E.g. the DeLock adapter makes the following entry in the logfiles when attaching to USB:
Aug 29 00:59:39 mymachine kernel: [13805.322787] usb 2-1.4.7: new full speed USB device number 6 using ehci_hcd
Aug 29 00:59:39 mymachine kernel: [13805.408698] usb 2-1.4.7: New USB device found, idVendor=0fe6, idProduct=811e
Aug 29 00:59:39 mymachine kernel: [13805.408703] usb 2-1.4.7: New USB device strings: Mfr=0, Product=2, SerialNumber=0
Aug 29 00:59:39 mymachine kernel: [13805.408706] usb 2-1.4.7: Product: IEEE-1284 Controller
Aug 29 00:59:39 mymachine mtp-probe: checking bus 2, device 6: "/sys/devices/pci0000:00/0000:00:1d.0/usb2/2-1/2-1.4/2-1.4.7"

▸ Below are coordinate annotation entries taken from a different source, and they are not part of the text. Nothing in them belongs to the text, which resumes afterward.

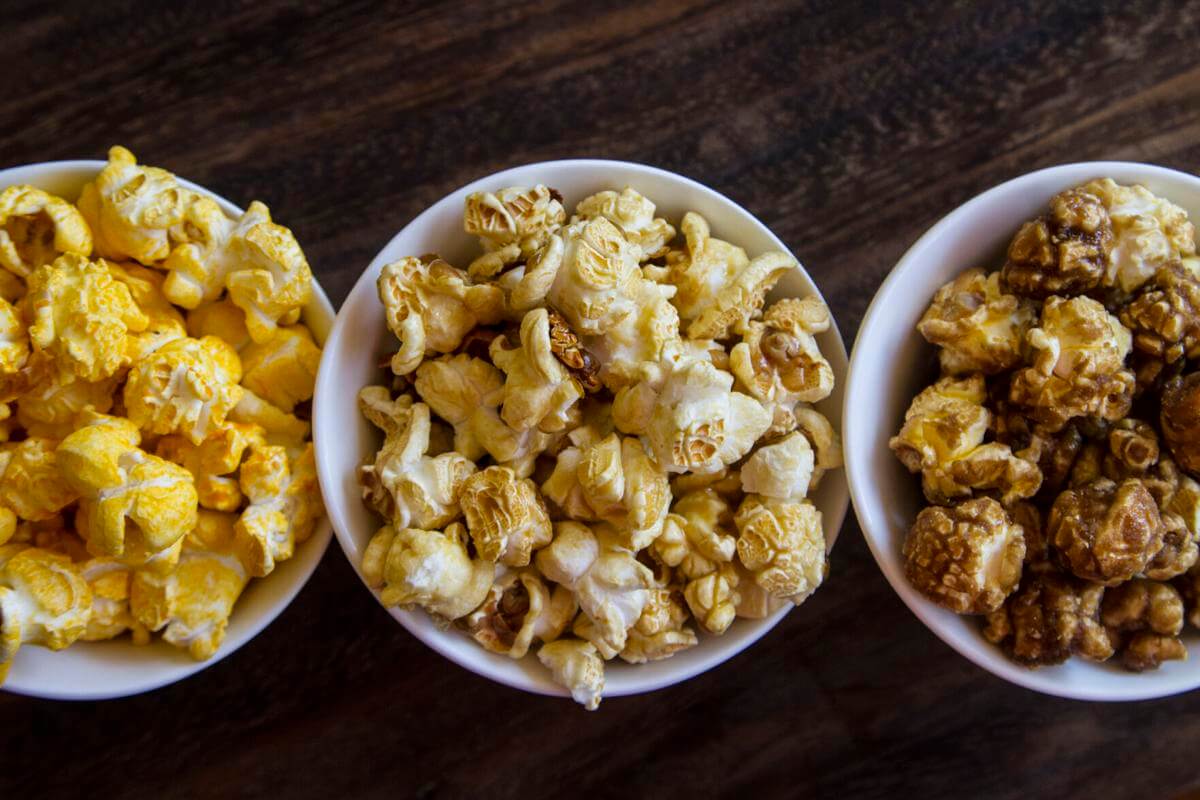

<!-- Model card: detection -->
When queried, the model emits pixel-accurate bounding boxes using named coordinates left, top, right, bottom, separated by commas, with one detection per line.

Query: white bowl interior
left=844, top=162, right=1200, bottom=700
left=0, top=161, right=334, bottom=700
left=313, top=160, right=847, bottom=697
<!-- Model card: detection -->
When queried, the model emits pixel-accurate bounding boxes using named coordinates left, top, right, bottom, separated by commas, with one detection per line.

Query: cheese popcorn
left=360, top=185, right=840, bottom=708
left=130, top=511, right=250, bottom=661
left=0, top=186, right=92, bottom=278
left=78, top=148, right=193, bottom=266
left=124, top=336, right=244, bottom=445
left=22, top=254, right=150, bottom=381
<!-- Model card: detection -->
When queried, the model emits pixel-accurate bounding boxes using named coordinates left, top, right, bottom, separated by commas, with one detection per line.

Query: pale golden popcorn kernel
left=187, top=297, right=253, bottom=354
left=458, top=467, right=553, bottom=567
left=0, top=300, right=30, bottom=375
left=1080, top=178, right=1196, bottom=293
left=572, top=186, right=674, bottom=261
left=544, top=217, right=643, bottom=337
left=538, top=639, right=604, bottom=711
left=904, top=498, right=1025, bottom=614
left=362, top=522, right=496, bottom=620
left=0, top=546, right=92, bottom=681
left=619, top=588, right=700, bottom=664
left=211, top=200, right=312, bottom=342
left=359, top=386, right=475, bottom=529
left=462, top=570, right=578, bottom=658
left=124, top=336, right=244, bottom=445
left=22, top=254, right=150, bottom=381
left=541, top=433, right=671, bottom=551
left=0, top=437, right=79, bottom=522
left=130, top=511, right=250, bottom=661
left=241, top=325, right=320, bottom=413
left=462, top=184, right=566, bottom=256
left=733, top=494, right=829, bottom=606
left=0, top=186, right=92, bottom=278
left=730, top=297, right=834, bottom=431
left=666, top=211, right=750, bottom=321
left=740, top=432, right=815, bottom=500
left=234, top=443, right=324, bottom=578
left=917, top=269, right=1037, bottom=375
left=414, top=353, right=506, bottom=461
left=1009, top=297, right=1134, bottom=432
left=77, top=146, right=194, bottom=266
left=104, top=261, right=187, bottom=363
left=536, top=522, right=654, bottom=654
left=490, top=308, right=583, bottom=433
left=646, top=361, right=770, bottom=473
left=55, top=414, right=197, bottom=557
left=155, top=422, right=266, bottom=511
left=79, top=558, right=150, bottom=644
left=377, top=255, right=504, bottom=375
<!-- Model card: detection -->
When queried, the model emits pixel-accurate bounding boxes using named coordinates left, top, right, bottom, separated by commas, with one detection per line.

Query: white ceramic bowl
left=0, top=161, right=334, bottom=700
left=313, top=160, right=847, bottom=697
left=844, top=162, right=1200, bottom=700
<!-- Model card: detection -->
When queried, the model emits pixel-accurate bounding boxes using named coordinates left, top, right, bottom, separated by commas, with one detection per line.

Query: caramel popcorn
left=0, top=148, right=322, bottom=673
left=902, top=179, right=1200, bottom=672
left=0, top=186, right=92, bottom=279
left=360, top=185, right=840, bottom=708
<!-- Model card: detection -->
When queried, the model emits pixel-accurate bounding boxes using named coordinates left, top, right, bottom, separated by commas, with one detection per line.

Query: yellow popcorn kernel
left=125, top=336, right=242, bottom=445
left=22, top=254, right=150, bottom=381
left=0, top=186, right=91, bottom=278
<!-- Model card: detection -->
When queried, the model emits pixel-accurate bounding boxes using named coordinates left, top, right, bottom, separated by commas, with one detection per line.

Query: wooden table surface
left=0, top=0, right=1200, bottom=799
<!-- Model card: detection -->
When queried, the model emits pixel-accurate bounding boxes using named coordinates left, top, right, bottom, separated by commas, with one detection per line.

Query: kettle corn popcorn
left=890, top=179, right=1200, bottom=672
left=0, top=148, right=326, bottom=679
left=360, top=185, right=840, bottom=709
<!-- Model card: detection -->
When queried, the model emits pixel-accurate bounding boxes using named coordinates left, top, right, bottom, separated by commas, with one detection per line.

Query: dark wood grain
left=0, top=0, right=1200, bottom=799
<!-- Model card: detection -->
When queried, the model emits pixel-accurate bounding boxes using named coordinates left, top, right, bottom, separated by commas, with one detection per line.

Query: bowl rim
left=0, top=158, right=336, bottom=702
left=842, top=161, right=1200, bottom=702
left=313, top=158, right=850, bottom=698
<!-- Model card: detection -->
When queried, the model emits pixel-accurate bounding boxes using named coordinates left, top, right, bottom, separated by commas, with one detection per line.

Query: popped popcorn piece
left=984, top=569, right=1114, bottom=667
left=155, top=422, right=266, bottom=511
left=362, top=522, right=496, bottom=620
left=1160, top=372, right=1200, bottom=477
left=461, top=570, right=578, bottom=658
left=130, top=510, right=250, bottom=661
left=0, top=437, right=78, bottom=522
left=536, top=522, right=654, bottom=654
left=77, top=148, right=194, bottom=266
left=0, top=186, right=91, bottom=278
left=1009, top=297, right=1135, bottom=433
left=740, top=432, right=815, bottom=500
left=462, top=184, right=566, bottom=256
left=733, top=494, right=829, bottom=606
left=1001, top=187, right=1115, bottom=299
left=904, top=498, right=1025, bottom=614
left=377, top=255, right=504, bottom=375
left=241, top=325, right=320, bottom=413
left=0, top=546, right=91, bottom=684
left=55, top=414, right=197, bottom=557
left=538, top=639, right=604, bottom=711
left=1046, top=477, right=1164, bottom=587
left=648, top=361, right=770, bottom=473
left=234, top=443, right=324, bottom=578
left=571, top=186, right=674, bottom=261
left=458, top=467, right=553, bottom=567
left=541, top=433, right=671, bottom=552
left=490, top=308, right=583, bottom=433
left=124, top=336, right=244, bottom=445
left=1080, top=178, right=1196, bottom=294
left=22, top=254, right=150, bottom=381
left=730, top=297, right=833, bottom=424
left=359, top=386, right=478, bottom=532
left=917, top=269, right=1037, bottom=375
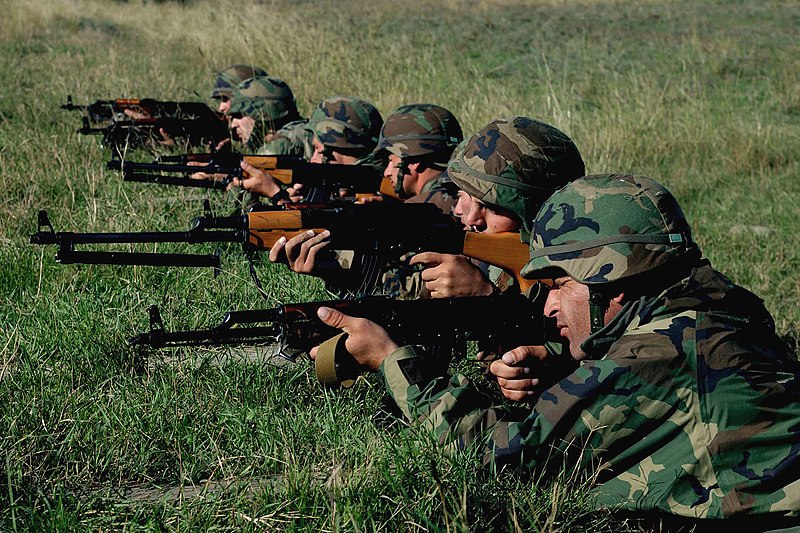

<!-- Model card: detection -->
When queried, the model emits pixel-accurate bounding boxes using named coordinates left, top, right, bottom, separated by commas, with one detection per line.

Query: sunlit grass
left=0, top=0, right=800, bottom=531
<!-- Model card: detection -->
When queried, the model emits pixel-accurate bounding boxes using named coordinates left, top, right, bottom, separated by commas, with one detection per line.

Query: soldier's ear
left=609, top=292, right=626, bottom=306
left=406, top=161, right=425, bottom=176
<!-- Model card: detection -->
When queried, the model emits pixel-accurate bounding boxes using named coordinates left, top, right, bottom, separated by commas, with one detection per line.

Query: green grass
left=0, top=0, right=800, bottom=531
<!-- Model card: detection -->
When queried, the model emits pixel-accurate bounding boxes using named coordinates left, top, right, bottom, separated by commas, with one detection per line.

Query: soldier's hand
left=186, top=161, right=226, bottom=180
left=286, top=183, right=304, bottom=203
left=214, top=137, right=231, bottom=152
left=122, top=108, right=150, bottom=120
left=309, top=307, right=399, bottom=372
left=489, top=346, right=547, bottom=402
left=269, top=230, right=331, bottom=274
left=410, top=252, right=494, bottom=298
left=231, top=160, right=281, bottom=198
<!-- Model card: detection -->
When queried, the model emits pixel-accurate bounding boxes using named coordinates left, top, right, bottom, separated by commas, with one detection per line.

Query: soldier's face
left=383, top=154, right=414, bottom=196
left=544, top=276, right=624, bottom=361
left=544, top=276, right=592, bottom=361
left=460, top=191, right=519, bottom=234
left=217, top=96, right=231, bottom=113
left=231, top=117, right=256, bottom=143
left=311, top=135, right=358, bottom=165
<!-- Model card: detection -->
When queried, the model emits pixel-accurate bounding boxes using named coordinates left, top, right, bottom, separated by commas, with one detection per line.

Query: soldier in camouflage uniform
left=377, top=104, right=464, bottom=213
left=411, top=116, right=584, bottom=298
left=312, top=175, right=800, bottom=531
left=226, top=76, right=314, bottom=160
left=377, top=104, right=464, bottom=299
left=270, top=104, right=462, bottom=297
left=234, top=96, right=383, bottom=204
left=210, top=65, right=268, bottom=113
left=306, top=96, right=386, bottom=171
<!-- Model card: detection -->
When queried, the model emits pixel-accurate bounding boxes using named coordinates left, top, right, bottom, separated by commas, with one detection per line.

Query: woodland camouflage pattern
left=377, top=104, right=464, bottom=161
left=380, top=176, right=800, bottom=529
left=256, top=119, right=314, bottom=161
left=383, top=172, right=458, bottom=300
left=211, top=65, right=267, bottom=99
left=308, top=96, right=383, bottom=151
left=522, top=174, right=699, bottom=285
left=447, top=116, right=585, bottom=238
left=226, top=76, right=304, bottom=152
left=227, top=76, right=298, bottom=123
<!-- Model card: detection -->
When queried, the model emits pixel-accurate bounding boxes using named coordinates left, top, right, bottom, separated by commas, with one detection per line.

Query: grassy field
left=0, top=0, right=800, bottom=531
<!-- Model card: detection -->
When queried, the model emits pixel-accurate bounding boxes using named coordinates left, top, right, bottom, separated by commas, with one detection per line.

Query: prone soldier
left=312, top=174, right=800, bottom=531
left=234, top=96, right=383, bottom=202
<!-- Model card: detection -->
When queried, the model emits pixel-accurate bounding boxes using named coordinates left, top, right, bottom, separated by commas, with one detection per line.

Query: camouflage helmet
left=226, top=76, right=298, bottom=123
left=306, top=96, right=383, bottom=151
left=211, top=65, right=267, bottom=99
left=521, top=174, right=700, bottom=287
left=447, top=117, right=585, bottom=236
left=377, top=104, right=464, bottom=160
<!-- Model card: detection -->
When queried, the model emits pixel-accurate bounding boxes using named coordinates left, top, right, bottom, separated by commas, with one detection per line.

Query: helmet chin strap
left=589, top=287, right=610, bottom=335
left=394, top=157, right=409, bottom=198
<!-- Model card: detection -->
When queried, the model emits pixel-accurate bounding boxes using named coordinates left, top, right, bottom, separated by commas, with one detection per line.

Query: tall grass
left=0, top=0, right=800, bottom=531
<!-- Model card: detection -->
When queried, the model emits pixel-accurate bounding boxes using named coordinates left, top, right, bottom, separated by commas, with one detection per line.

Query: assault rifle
left=61, top=96, right=230, bottom=152
left=129, top=292, right=557, bottom=384
left=107, top=152, right=396, bottom=203
left=30, top=201, right=530, bottom=288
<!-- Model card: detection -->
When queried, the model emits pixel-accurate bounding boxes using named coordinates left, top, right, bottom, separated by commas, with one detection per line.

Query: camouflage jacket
left=256, top=119, right=314, bottom=161
left=380, top=261, right=800, bottom=520
left=406, top=173, right=458, bottom=215
left=383, top=173, right=458, bottom=300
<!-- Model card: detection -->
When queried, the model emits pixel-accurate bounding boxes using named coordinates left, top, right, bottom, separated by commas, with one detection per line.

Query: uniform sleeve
left=379, top=346, right=644, bottom=468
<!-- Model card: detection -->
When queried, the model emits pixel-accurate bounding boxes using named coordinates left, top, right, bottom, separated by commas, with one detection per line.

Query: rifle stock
left=130, top=293, right=550, bottom=350
left=461, top=231, right=535, bottom=291
left=107, top=153, right=382, bottom=202
left=30, top=202, right=532, bottom=290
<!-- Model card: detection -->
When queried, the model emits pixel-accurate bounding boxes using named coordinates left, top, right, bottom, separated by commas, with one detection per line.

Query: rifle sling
left=314, top=333, right=358, bottom=389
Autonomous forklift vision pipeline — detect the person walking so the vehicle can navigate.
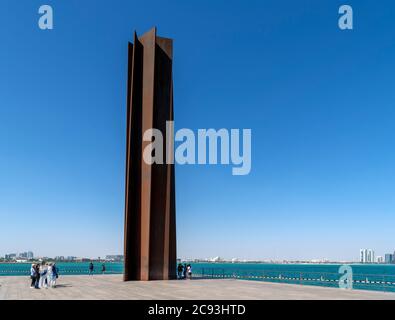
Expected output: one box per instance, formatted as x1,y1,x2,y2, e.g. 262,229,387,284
187,264,192,279
177,263,184,279
34,264,40,289
39,262,48,289
49,263,59,288
30,264,37,289
182,263,187,279
89,262,95,276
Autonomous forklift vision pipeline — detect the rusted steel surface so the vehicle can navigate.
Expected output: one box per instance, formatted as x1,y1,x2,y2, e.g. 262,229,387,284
124,28,176,281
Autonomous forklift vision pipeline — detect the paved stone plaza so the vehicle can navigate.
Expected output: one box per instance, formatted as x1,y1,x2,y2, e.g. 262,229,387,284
0,275,395,300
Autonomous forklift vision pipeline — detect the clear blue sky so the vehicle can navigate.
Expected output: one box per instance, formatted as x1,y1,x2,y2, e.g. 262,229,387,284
0,0,395,259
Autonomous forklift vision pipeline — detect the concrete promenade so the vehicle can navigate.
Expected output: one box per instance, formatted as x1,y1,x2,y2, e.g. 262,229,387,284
0,275,395,300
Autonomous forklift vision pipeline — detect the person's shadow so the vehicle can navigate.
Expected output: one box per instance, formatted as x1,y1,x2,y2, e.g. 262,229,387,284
55,283,72,289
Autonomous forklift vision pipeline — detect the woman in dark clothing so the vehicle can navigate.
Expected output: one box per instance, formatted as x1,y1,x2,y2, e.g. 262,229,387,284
34,264,40,289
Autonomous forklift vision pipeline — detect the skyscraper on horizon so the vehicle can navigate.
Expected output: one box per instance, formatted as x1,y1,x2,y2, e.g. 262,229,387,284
359,249,375,263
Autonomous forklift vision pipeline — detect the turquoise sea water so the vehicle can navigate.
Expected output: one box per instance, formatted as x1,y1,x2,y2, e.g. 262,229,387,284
0,263,395,292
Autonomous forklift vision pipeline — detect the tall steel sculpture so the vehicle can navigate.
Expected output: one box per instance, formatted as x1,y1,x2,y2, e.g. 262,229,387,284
124,28,176,281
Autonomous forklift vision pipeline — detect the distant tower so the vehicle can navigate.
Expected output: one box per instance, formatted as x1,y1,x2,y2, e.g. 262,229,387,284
124,28,176,281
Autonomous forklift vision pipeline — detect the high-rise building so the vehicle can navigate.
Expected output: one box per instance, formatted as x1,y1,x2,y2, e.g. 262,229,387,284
384,253,394,264
359,249,375,263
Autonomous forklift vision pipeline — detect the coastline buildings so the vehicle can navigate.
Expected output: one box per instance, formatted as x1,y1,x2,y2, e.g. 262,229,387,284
359,249,375,263
384,253,395,264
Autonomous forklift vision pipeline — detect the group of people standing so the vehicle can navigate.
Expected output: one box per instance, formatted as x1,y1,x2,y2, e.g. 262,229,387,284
177,263,192,279
30,262,59,289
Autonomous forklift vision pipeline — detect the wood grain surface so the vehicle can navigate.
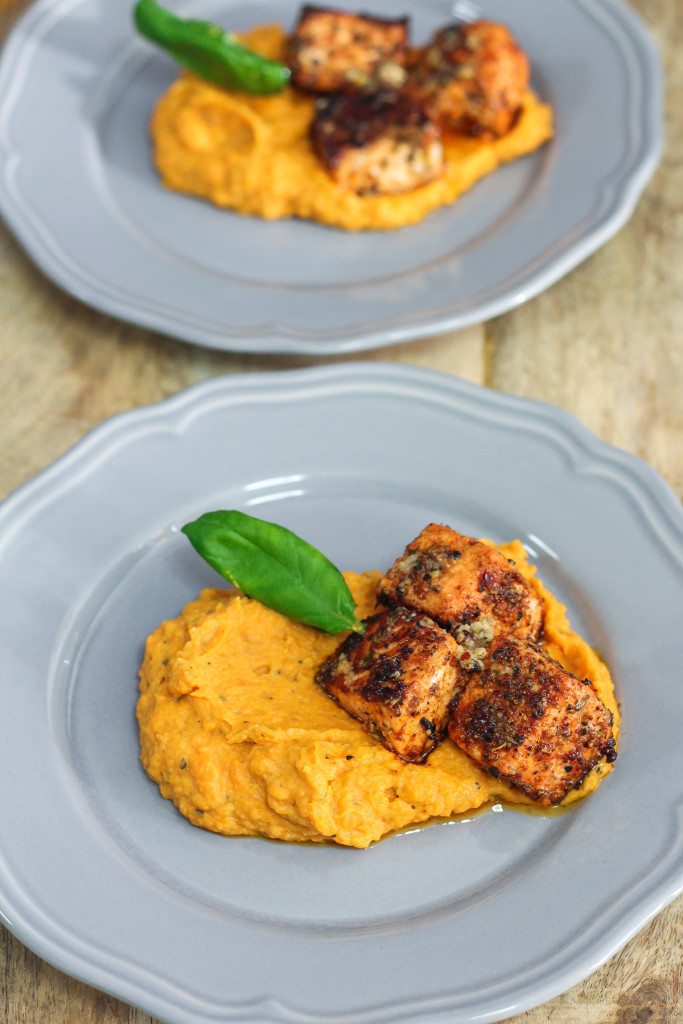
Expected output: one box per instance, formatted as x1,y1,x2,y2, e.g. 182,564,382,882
0,0,683,1024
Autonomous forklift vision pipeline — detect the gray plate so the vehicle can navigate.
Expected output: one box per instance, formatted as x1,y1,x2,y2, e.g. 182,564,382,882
0,365,683,1024
0,0,661,355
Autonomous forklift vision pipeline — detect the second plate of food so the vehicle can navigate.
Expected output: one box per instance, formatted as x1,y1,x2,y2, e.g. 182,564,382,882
0,0,661,355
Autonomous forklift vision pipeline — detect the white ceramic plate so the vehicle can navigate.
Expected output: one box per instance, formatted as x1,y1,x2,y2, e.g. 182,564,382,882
0,365,683,1024
0,0,661,355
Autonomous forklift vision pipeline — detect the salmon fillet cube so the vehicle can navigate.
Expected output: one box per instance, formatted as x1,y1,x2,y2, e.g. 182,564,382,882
311,92,443,195
449,637,616,806
288,5,409,92
409,22,530,137
316,608,460,764
378,523,543,651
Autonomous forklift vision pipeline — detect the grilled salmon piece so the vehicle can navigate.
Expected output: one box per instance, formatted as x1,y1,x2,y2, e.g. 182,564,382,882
378,523,543,651
288,5,409,92
408,22,530,137
449,637,616,807
311,91,443,196
316,608,460,764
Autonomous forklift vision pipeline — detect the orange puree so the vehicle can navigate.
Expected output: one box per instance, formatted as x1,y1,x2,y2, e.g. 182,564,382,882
147,26,553,230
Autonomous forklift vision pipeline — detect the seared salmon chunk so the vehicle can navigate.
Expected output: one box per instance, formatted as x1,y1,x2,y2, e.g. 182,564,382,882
378,523,543,651
449,637,616,807
316,608,459,764
311,92,443,196
288,5,409,92
409,22,530,137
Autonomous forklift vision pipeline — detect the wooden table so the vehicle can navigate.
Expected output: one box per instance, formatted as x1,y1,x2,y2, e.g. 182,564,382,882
0,0,683,1024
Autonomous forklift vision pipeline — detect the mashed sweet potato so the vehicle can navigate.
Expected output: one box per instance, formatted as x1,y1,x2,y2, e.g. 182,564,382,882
147,26,553,230
137,541,618,847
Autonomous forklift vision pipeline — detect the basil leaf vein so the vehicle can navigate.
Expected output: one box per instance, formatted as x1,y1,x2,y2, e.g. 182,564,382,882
182,510,365,634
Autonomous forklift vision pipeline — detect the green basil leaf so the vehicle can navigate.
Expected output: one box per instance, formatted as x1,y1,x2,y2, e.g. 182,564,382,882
182,511,365,634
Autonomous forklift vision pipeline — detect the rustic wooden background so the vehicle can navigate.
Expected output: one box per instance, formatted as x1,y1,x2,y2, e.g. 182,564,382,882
0,0,683,1024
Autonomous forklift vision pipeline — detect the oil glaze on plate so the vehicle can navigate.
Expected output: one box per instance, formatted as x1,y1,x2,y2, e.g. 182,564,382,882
0,364,683,1024
0,0,661,355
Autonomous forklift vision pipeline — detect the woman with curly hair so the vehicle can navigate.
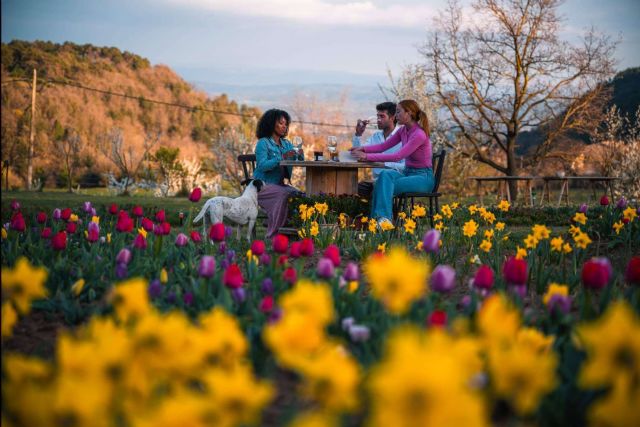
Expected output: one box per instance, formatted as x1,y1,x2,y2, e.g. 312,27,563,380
253,108,298,238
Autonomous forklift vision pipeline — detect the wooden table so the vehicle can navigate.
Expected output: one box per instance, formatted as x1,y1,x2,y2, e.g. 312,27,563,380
469,175,539,206
540,175,618,206
280,160,385,195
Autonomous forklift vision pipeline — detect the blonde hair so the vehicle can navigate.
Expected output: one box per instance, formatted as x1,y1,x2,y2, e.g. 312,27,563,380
398,99,429,136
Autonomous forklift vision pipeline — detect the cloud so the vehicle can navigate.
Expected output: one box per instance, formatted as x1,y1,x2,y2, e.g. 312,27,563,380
165,0,442,28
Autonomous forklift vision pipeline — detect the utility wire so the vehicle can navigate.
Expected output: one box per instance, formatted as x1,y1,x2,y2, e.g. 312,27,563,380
2,79,352,128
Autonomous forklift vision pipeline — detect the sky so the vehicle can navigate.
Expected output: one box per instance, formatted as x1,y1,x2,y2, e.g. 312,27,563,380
1,0,640,85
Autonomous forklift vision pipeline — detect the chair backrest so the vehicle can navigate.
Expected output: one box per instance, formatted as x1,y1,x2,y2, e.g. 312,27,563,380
431,150,447,193
238,154,256,186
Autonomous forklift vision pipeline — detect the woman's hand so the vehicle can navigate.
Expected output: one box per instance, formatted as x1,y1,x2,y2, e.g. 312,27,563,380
282,150,296,160
351,150,367,162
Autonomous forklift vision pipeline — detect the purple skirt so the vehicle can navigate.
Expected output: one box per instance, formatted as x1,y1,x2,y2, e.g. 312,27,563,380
258,184,298,239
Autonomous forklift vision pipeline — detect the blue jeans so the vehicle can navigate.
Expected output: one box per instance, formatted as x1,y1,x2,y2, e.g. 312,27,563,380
371,168,434,220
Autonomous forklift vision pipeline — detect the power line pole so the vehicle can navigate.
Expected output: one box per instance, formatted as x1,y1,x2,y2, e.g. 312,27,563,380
27,68,38,190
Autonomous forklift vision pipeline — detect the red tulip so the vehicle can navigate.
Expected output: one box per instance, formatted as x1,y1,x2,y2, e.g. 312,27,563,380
473,265,494,289
36,212,47,224
582,258,612,290
131,205,144,218
51,231,67,251
260,295,273,313
289,242,301,258
251,240,266,256
324,244,341,267
282,267,298,285
133,233,147,249
116,211,133,233
189,187,202,203
141,217,153,232
156,209,167,222
624,256,640,285
67,222,78,234
191,231,202,243
427,310,447,328
273,234,289,254
60,208,73,221
222,263,244,289
40,227,51,239
502,257,527,286
300,237,314,256
9,211,27,233
209,222,225,242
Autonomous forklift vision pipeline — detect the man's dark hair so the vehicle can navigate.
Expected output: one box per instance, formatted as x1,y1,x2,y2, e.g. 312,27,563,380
256,108,291,139
376,101,396,116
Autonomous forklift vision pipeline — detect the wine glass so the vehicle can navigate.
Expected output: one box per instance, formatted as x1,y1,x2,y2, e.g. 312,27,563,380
293,136,302,160
327,136,338,160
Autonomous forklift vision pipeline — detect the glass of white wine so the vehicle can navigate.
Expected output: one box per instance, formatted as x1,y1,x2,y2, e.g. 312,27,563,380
292,136,303,160
327,135,338,161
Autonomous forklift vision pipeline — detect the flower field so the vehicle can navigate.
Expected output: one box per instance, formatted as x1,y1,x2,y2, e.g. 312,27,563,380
2,191,640,426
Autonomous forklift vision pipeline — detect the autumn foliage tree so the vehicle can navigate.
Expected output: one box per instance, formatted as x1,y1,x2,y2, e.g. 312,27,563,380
420,0,616,194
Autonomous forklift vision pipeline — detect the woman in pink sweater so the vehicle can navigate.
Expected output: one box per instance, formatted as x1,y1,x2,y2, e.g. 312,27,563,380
351,99,434,227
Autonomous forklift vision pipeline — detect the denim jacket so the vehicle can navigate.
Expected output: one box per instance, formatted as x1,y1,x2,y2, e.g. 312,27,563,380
253,138,302,184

Aug 29 00:59:40 mymachine mtp-probe: bus: 2, device: 6 was not an MTP device
Aug 29 00:59:40 mymachine udev-configure-printer: add /devices/pci0000:00/0000:00:1d.0/usb2/2-1/2-1.4/2-1.4.7/2-1.4.7:1.0
Aug 29 00:59:40 mymachine udev-configure-printer: device devpath is /devices/pci0000:00/0000:00:1d.0/usb2/2-1/2-1.4/2-1.4.7
Aug 29 00:59:40 mymachine udev-configure-printer: Device vendor/product is 0FE6:811E
Aug 29 00:59:40 mymachine kernel: [13805.497056] usbcore: registered new interface driver usblp

But I do not know how I get the
/dev/pcfclock0
/dev/pcfclock1
/dev/pcfclock2
working together with this.
mknod -m 444 /dev/pcfclock0 c 181 0
mknod -m 444 /dev/pcfclock1 c 181 1
mknod -m 444 /dev/pcfclock2 c 181 2
was the way when using it with the older parallel plugin and the pcfclock program
(which is currently pcfclock-0.44-250.1.2.x86_64.rpm).

One suggested NTP - I know that already. ;-)
But I want the former solution to work somehow.